Mechanical and biochemical technology

Building better transport system and creating mechanisms for delivering larger doses of capital can trigger farm mechanization and diversification into cash crops. In turn, both these can reinforce backward linkages from infrastructure building. Currently, minimal machine inputs are used in agriculture. And given the abundance of labor, such farm practices are efficient. But they have slowed the commercialization of farming and the diffusion of modern techniques associated with rising capital intensity. Before the technology can be adopted mindsets must change. Adopting a new technology has startup costs, but it improves the longer-term prospects of agriculture and the rural economy in general. Farmers who mechanize are equipped to enlarge the scale of operation.
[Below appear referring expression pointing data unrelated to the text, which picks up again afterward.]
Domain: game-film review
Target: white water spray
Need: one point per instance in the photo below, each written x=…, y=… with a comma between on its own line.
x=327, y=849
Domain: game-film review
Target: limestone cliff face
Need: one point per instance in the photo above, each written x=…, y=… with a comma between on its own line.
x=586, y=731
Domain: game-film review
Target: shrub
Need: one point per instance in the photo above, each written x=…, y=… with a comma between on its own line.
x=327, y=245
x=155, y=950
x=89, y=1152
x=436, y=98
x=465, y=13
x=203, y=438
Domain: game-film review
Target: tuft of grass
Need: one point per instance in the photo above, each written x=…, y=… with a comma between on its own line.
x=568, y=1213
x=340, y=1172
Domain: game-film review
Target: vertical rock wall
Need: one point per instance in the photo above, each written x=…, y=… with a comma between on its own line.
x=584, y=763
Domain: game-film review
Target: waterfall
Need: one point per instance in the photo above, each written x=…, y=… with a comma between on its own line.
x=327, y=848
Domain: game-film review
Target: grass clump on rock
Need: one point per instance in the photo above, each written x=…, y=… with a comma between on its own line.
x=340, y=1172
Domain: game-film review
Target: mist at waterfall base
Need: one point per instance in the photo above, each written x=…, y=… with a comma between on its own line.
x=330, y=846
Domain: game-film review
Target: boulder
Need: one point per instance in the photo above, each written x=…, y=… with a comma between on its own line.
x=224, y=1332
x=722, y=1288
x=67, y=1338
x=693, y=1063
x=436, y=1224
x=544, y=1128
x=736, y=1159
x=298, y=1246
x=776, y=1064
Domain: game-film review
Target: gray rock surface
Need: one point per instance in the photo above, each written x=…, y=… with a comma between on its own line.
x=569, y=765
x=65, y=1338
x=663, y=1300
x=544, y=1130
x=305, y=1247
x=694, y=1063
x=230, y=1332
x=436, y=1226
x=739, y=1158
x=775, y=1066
Scale not only increases market orientation, it can also start a cycle of continuous technological improvement, incremental investment in water management, and land augmentation. Adoption of mechanical technologies sends ripples throughout the rural economy. It transforms the labor market, it creates a multiplicity of niches that new rural industries can colonize, and it gives rise to pools of capital that are largely absent in Bangladesh and will accumulate only very slowly, even if institutions such as the Grameen Bank continue to inculcate good savings habits. Other East Asian countries have shown that a dynamic agricultural system with a strongly growing nonfarm sector must be market based, capitalusing, and reliant on big-chemical inputs. Farmers in Bangladesh have increased their use of fertilizers and high-yielding varieties, but have made much less headway in the other two areas.